Пеар – это майо фсио. Я так до паследнево времени думал. Я пеарицца висьма рано начал. Помню, плывем мы с поцонами. Темно, бля и стремно вокруг. И конца края не видно. Потсоны уже ацтавать начали и тармазицца кароче. Я тоже уже начал абламывацца, но вдрук на гаризонте замоячила зимля. Думаю: «Ща, кароче, нихуя... Ща, кароче, первым даплыву, астальным буду дарогу пакзывать. И будет мне за это слава и пачот. И медаль за спасение утопающих. И так меня это вдохновило, что я на одних морально-волевых доплыл, взобрался, стою и ору «Поцоны! Сюда!». А сам чувствую, что земля меня засасывает. У пацанов ужас на лицах они давай сйобывацца... Это только потом я узнал, что земля оказалась яйцеклеткой. А эта история надолго отбила у меня желание выйобывацца на публику.
Второй случай попытки непроизвольного самопиара праизашол гораздо позже. Я уже был полноценной ячейкой общества – двадцатинедельным эмбрионом. Меня тогда на УЗИ принесли. Пяляцца, сцуки на меня: ой, бля, ношки! Ой, бля, ручки! А я – отъебитесь от меня, дайте поспать. А они опять - ой, твою мать, какое смишное и трогательное йебальце! А где ж хуйок? Нет хуйка?! Девачка, значит! Щас мы, блять, девачке розовые платьица и вапще фсякую хуйню розовую сашъйом. Ща мы, бля, кукол разных понакупим и фсякого гамна разново бабского... И имя еще придумаем такое… Ну типа, Даша. Ну, или как там щяс все девачек называют, Софья, блять, там. Или Полина. Ну лутше, канешно, Даша.

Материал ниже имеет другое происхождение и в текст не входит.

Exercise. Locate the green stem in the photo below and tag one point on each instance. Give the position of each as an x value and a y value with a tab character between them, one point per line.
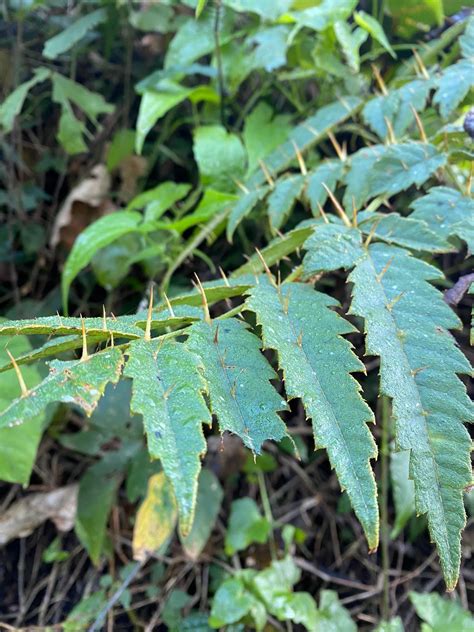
267	510
384	527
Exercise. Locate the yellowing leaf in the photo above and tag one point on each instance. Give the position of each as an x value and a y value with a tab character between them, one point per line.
156	517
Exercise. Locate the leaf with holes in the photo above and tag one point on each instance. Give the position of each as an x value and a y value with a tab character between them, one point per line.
407	325
168	391
78	382
317	364
238	377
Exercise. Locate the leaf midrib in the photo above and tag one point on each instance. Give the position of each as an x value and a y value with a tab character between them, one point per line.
424	419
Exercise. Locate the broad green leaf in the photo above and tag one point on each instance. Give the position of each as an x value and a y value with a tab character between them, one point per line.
263	132
279	248
328	173
274	586
407	323
208	504
168	391
403	490
441	614
396	107
317	364
74	382
156	518
448	213
220	156
332	246
270	47
387	170
282	199
121	147
403	231
160	99
96	236
111	419
332	616
306	135
243	207
231	603
18	445
410	17
72	34
238	377
370	24
357	178
211	203
454	84
246	526
13	104
394	625
97	492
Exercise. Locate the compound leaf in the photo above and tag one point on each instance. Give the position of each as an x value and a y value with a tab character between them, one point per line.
407	324
305	135
238	378
79	382
317	364
167	391
403	231
448	213
387	170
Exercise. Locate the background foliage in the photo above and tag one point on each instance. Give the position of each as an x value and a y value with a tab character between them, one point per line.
158	145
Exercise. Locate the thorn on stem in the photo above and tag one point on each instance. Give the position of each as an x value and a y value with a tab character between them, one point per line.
205	306
379	80
85	354
339	209
419	124
21	381
168	305
266	268
266	173
300	159
341	154
149	316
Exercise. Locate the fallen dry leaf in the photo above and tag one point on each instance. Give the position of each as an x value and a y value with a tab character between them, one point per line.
131	169
85	203
24	516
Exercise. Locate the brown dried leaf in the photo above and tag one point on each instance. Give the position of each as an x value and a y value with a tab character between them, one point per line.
84	204
24	516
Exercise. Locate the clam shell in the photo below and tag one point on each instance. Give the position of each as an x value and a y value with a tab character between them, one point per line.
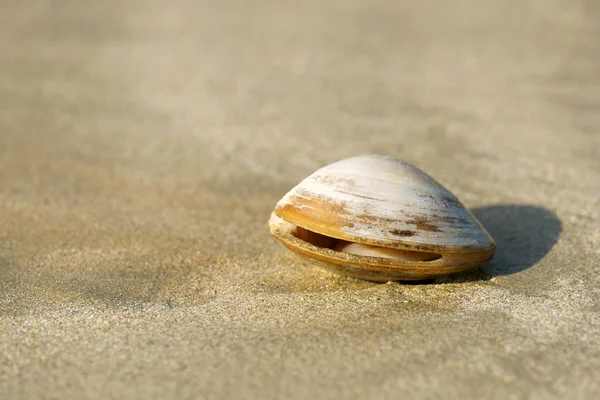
383	202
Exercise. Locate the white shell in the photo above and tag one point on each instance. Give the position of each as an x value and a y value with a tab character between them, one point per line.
384	202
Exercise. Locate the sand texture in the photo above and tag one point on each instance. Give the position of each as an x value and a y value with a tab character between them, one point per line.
143	145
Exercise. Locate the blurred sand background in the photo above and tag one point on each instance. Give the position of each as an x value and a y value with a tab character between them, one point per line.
143	145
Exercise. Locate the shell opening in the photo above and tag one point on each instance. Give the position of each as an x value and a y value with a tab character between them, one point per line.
359	249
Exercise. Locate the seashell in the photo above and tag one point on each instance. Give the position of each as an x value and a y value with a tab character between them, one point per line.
378	218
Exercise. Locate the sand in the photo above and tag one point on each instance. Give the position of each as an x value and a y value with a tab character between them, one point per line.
143	145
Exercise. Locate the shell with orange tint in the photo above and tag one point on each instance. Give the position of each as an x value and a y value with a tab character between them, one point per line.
378	218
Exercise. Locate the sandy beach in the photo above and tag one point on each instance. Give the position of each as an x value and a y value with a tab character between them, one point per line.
143	145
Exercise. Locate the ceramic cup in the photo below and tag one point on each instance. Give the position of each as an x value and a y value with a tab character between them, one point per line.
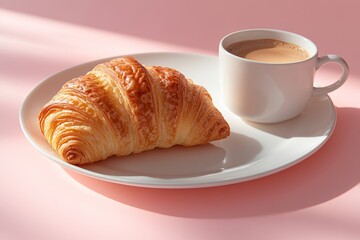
271	92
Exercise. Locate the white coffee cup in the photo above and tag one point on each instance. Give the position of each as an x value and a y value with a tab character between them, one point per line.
271	92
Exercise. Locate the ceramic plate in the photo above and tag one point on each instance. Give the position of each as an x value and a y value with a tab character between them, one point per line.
251	151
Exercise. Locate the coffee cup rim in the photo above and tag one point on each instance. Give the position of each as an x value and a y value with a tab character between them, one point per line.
313	52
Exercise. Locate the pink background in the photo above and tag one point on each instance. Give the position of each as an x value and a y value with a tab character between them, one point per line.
315	199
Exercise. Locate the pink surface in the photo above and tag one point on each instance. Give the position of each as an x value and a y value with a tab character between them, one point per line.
315	199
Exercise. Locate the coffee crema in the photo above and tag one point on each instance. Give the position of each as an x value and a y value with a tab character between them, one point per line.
268	50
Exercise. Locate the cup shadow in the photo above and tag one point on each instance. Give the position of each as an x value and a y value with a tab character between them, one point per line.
328	173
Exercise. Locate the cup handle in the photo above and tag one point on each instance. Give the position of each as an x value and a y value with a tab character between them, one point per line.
336	59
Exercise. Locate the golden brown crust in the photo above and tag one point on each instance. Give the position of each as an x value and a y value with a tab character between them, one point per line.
122	107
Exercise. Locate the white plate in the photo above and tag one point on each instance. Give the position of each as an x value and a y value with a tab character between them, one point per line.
251	151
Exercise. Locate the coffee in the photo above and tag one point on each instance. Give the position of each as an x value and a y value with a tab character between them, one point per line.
268	50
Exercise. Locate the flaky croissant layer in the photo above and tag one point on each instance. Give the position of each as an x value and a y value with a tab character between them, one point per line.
121	107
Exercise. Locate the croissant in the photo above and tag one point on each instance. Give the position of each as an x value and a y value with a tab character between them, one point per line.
121	107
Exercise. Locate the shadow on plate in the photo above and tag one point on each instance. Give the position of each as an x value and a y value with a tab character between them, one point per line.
181	162
330	172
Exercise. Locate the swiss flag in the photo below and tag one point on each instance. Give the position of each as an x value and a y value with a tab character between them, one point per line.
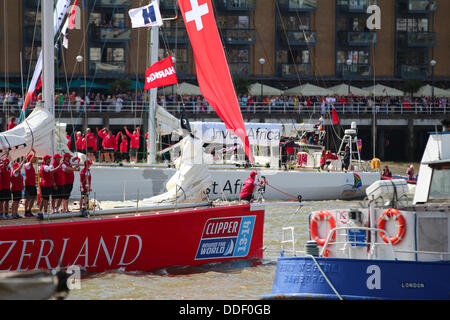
160	74
211	65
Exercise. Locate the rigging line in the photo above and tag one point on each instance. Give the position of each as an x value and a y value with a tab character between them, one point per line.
287	39
289	45
32	42
310	48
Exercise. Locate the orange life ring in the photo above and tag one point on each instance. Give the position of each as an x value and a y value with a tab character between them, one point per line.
392	213
313	227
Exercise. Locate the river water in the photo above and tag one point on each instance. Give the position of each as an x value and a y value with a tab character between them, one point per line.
241	280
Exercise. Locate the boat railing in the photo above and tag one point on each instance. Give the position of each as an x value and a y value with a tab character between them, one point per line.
328	242
250	108
373	245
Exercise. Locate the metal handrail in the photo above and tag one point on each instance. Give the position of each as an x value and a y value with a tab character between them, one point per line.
249	108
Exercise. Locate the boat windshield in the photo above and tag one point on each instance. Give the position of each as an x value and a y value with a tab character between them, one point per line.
440	184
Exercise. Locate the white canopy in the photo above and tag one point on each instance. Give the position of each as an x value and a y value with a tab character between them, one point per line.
342	90
255	90
381	90
34	132
427	91
181	88
309	90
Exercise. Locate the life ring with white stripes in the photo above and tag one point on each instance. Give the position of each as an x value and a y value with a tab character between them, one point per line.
396	215
313	227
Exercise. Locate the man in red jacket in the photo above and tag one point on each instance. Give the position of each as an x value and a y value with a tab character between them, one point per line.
249	187
108	143
46	182
123	147
69	177
134	143
85	185
30	184
79	143
91	144
16	188
5	191
58	183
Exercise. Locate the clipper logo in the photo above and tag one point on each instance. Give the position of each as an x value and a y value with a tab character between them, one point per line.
226	238
357	182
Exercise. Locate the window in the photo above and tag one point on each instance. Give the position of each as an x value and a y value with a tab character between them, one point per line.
238	55
440	184
357	57
95	54
233	22
95	18
294	23
294	57
413	24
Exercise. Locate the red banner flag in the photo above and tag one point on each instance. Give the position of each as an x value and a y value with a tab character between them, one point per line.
213	75
334	116
160	74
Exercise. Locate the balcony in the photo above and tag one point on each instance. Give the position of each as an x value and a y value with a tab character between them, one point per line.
174	35
298	5
421	39
356	6
239	69
354	70
106	67
414	71
421	6
181	68
358	38
294	70
239	36
29	33
236	5
114	3
113	34
299	38
168	4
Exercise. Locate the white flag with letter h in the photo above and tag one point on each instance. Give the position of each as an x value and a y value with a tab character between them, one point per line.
147	16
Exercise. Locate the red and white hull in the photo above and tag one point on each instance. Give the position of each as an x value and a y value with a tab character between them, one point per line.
135	243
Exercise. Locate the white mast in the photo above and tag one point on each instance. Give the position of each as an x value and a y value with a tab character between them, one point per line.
151	151
48	55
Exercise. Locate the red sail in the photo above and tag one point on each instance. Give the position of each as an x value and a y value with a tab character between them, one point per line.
212	69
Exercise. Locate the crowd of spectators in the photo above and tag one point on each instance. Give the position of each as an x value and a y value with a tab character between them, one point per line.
134	100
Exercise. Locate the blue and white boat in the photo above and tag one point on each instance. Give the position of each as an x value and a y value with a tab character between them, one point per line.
393	249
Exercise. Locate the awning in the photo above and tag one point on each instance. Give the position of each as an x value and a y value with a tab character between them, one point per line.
427	91
309	90
381	90
342	90
81	84
255	90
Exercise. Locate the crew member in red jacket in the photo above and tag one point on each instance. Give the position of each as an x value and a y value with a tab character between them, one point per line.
12	123
5	191
46	182
69	141
108	143
123	147
134	143
68	169
85	185
16	188
79	143
249	187
30	184
58	183
91	144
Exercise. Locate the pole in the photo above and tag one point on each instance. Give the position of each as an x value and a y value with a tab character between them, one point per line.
151	151
48	64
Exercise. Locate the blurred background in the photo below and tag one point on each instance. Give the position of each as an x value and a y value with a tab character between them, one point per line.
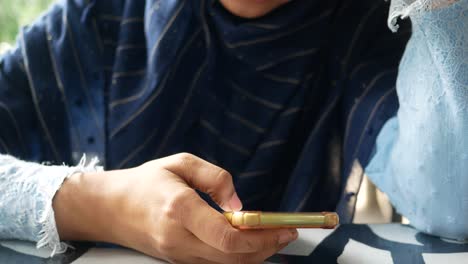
16	13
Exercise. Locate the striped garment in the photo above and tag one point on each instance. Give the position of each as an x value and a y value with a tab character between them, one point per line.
290	103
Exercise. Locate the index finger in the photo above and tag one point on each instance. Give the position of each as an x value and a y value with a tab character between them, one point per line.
212	228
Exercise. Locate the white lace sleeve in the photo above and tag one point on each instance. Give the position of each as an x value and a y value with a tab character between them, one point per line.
26	193
406	8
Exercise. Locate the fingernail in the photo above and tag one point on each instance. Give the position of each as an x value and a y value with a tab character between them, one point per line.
235	203
286	236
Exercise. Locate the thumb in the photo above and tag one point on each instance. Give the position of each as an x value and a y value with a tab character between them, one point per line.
206	177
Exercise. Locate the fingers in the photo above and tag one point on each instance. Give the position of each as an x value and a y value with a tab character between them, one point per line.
212	228
205	177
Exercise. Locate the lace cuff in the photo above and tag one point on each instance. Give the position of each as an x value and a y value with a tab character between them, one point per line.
26	193
406	8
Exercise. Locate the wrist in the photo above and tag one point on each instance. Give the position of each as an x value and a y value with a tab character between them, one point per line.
80	208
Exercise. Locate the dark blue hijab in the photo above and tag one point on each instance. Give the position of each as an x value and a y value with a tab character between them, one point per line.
267	99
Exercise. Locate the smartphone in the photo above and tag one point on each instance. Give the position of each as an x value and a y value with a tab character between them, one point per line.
269	220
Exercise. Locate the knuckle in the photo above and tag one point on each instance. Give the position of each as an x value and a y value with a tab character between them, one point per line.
185	158
177	204
227	242
223	178
242	259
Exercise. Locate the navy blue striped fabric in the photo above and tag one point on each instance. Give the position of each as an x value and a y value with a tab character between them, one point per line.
289	103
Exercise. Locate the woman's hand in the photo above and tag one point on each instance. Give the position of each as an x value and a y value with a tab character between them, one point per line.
154	209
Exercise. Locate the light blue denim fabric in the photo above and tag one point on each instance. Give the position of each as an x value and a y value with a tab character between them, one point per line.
27	190
421	158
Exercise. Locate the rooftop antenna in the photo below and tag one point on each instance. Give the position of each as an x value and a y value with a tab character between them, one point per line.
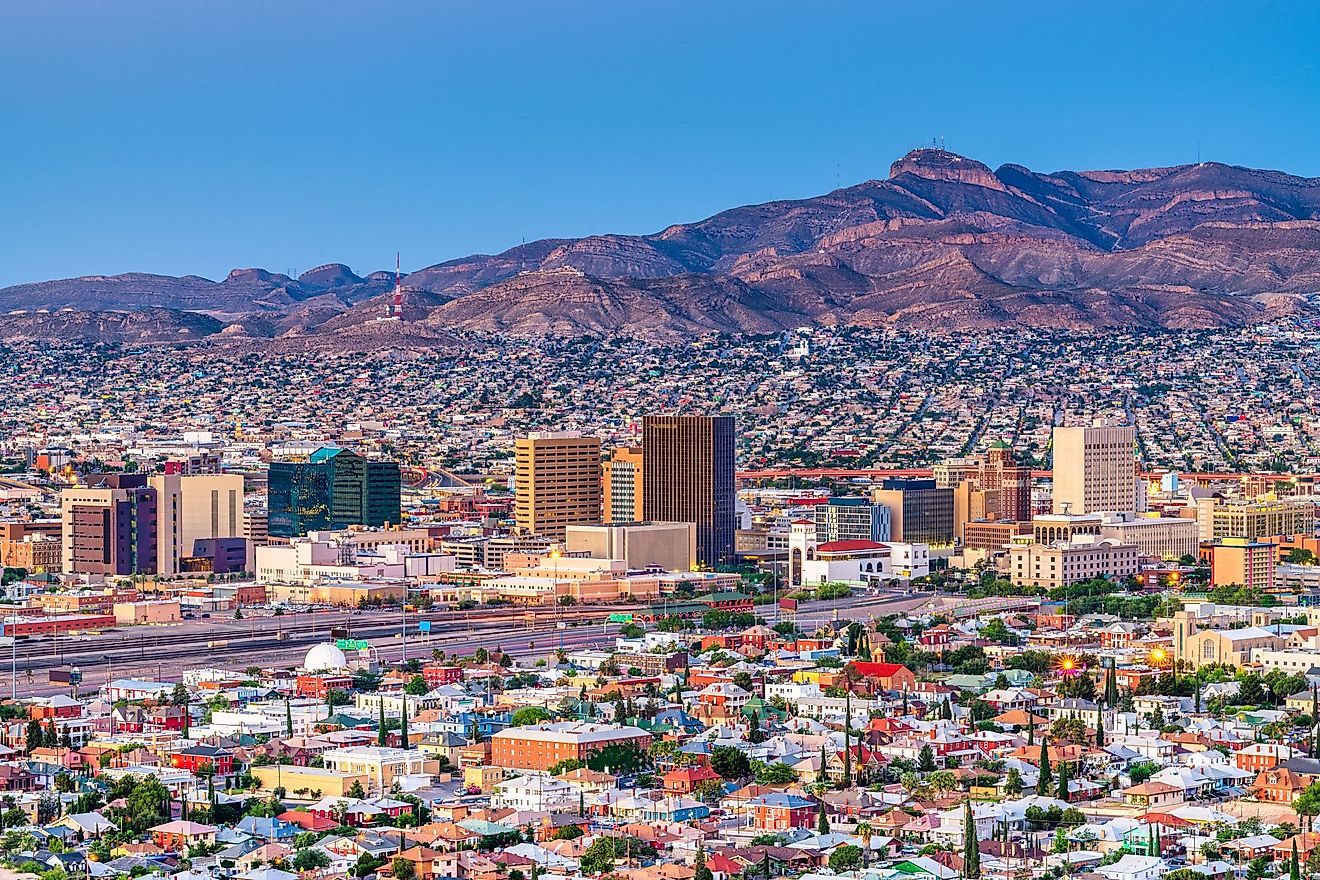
399	289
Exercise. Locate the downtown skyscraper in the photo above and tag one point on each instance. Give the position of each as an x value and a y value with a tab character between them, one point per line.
689	478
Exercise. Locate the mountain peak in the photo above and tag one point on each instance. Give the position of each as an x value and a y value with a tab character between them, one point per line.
943	165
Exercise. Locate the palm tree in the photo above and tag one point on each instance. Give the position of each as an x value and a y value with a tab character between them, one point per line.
865	831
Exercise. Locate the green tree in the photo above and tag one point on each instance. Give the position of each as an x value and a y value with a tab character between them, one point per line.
701	871
846	858
598	858
1307	805
528	715
970	850
1047	777
775	773
310	859
730	763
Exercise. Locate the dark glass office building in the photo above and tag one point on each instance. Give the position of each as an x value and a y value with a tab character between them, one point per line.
333	490
689	478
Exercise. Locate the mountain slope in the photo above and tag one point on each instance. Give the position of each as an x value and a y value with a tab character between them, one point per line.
943	242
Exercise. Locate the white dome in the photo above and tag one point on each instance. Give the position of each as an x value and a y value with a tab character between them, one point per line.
325	656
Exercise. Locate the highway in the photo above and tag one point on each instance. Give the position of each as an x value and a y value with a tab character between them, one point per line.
163	653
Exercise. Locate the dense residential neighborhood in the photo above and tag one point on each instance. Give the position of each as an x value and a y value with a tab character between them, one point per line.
943	742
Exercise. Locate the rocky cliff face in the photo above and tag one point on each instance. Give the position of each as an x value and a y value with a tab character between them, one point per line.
943	243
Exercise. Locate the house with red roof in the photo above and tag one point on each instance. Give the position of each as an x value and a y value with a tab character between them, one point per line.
892	677
685	780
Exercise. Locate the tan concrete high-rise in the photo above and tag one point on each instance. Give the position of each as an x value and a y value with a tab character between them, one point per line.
1094	470
623	482
556	482
202	505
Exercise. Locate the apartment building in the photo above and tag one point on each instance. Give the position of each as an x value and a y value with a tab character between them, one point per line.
110	527
1241	561
539	747
622	482
1162	537
1094	469
689	478
556	482
1056	565
192	508
1222	517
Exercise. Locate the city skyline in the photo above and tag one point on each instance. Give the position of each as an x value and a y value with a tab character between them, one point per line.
176	132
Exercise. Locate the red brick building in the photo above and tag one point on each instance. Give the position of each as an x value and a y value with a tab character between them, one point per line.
895	677
198	756
537	747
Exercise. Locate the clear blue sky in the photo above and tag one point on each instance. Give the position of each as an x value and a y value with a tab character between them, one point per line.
192	137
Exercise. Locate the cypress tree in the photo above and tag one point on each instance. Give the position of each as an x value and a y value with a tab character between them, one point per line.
970	851
848	736
701	871
1046	776
1315	722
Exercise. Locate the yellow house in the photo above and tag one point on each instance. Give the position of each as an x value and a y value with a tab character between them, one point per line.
483	777
308	783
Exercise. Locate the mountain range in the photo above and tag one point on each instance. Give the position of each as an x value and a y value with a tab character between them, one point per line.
943	243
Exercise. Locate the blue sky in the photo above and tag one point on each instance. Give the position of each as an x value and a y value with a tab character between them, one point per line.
193	137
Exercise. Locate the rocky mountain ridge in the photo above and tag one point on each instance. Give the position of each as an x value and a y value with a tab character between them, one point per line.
943	243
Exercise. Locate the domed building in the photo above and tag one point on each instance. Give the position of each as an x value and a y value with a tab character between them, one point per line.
325	656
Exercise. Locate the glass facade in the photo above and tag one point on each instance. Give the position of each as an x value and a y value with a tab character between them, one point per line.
333	490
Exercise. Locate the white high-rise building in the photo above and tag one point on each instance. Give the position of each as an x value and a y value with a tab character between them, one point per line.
1094	470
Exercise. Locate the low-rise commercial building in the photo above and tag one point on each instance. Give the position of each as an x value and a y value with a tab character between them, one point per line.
539	747
1056	565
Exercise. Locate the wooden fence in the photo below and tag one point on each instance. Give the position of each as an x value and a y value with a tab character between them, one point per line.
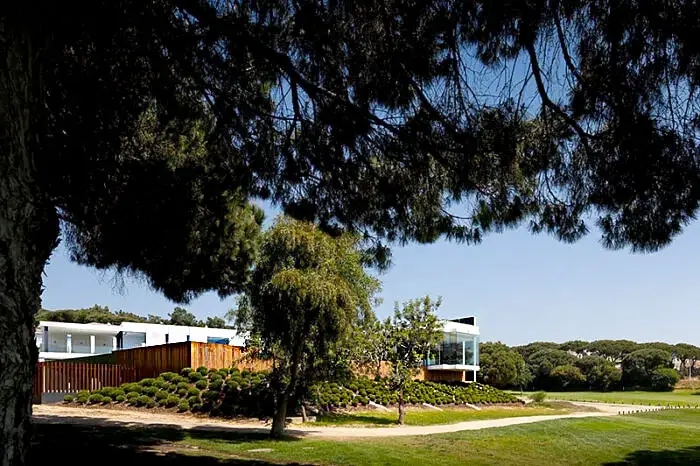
70	377
150	361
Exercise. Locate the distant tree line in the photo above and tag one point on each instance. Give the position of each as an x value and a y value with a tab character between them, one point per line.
103	315
580	365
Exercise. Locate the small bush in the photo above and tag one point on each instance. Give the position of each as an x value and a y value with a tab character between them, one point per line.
146	401
149	391
131	387
216	385
201	384
95	398
168	376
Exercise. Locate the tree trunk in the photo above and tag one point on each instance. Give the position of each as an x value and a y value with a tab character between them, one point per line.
402	409
280	417
28	232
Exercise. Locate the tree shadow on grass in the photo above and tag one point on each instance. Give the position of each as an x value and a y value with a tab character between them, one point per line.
81	441
348	419
683	456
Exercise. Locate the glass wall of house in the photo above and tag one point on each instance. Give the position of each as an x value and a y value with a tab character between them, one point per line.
456	349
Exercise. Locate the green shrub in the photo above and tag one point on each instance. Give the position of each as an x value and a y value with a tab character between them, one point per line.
146	401
131	387
211	396
149	391
216	385
168	376
201	384
664	379
95	398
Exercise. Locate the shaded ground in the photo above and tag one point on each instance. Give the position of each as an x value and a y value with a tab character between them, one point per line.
670	437
60	414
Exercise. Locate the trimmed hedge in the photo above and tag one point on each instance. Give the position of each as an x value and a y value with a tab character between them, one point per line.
244	393
363	390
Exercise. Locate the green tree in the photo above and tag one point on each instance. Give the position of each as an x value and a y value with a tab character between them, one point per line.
567	377
601	374
638	366
181	316
415	330
307	292
663	379
613	350
688	355
500	366
215	322
382	133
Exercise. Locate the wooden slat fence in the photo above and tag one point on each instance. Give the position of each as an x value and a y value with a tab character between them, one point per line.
71	377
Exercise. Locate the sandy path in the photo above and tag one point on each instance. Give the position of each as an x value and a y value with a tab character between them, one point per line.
58	414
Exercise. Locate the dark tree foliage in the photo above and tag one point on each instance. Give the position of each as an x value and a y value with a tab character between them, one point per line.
143	127
102	315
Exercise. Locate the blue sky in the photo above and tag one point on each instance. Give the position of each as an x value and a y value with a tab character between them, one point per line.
521	287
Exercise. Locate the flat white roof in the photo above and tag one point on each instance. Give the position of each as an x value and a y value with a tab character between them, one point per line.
135	327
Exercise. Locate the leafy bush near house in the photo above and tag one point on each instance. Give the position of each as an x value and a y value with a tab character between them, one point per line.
363	390
201	384
145	400
96	398
664	379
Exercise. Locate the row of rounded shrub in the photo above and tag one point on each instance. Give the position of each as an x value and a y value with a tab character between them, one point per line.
227	390
363	390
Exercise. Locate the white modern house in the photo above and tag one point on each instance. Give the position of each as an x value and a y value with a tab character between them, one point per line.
457	356
62	340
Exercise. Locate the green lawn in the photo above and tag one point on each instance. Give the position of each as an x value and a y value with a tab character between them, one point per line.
424	417
675	398
666	437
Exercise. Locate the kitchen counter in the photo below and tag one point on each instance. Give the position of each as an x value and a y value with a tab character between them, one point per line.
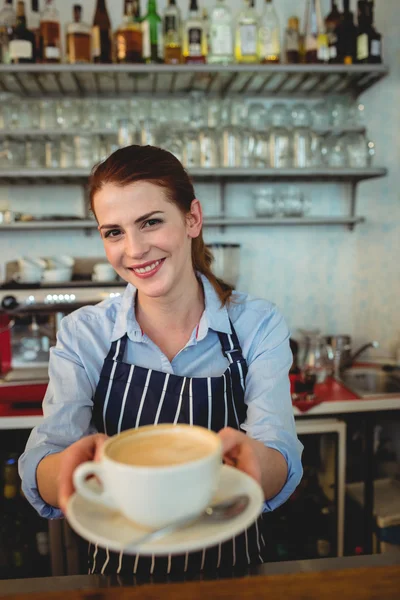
352	578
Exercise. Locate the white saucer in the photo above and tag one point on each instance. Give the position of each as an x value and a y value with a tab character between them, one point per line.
110	529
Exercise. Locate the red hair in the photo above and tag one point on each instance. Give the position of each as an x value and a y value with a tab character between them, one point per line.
160	167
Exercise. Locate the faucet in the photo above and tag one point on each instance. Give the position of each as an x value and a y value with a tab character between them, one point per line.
373	344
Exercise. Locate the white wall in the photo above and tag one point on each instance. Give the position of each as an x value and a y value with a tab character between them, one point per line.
340	281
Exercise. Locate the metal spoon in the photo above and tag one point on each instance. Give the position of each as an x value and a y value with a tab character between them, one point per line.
223	511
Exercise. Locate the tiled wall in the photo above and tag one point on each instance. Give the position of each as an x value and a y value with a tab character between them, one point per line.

Тут я, канешно, вышел из себя. Какая, нахуй, Даша?! У меня есть хуй! Беру, кароче, и размахиваю им так спецыфически. А на УЗИ хуй видно, всмысле нихуйя не видно и они – «ой, бля, Дашенька тонцует!». Я – «Йоптваюмать, гамеопаты безглазые! Убейте себя ап стетоскоп! Ну, или ап холофайбер… Нармальново мужыка от бабы атличить не можете». А они опять за свое: «бля, кароче, калготочки с рюшами надо купить… А как сиськи расти начнут, то лифчег и прокладок комплект». Мне бы прекратить эти буйные фантазии зычным окриком типа: «Завалите вашы йебала!», но в утробе… В утробе, наверняка, сами знаете как. Не поорать, не зевнуть, ни даже пернуть толком нельзя. Вода, вода, кругом вода… Я уж и семафорить руками стал, но народ с той стороны матки нихуя морским наукам не обученый. Глухо не врубаецца в мой движняк. Смотрят все и умиляюцца только, дескать, вот какая Дашенька у нас активная. Я тогда правую руку вперед вытянул и левую на локтевой сгиб положил. Все аж ахуели: «Это ж, блять, типичный мальчег!». Про случай этот, потом в газете написали в рубрике «Нравы современной молодежи», и фотку мою с руками на передовице напечатали с заголовком: «Внутренний протест».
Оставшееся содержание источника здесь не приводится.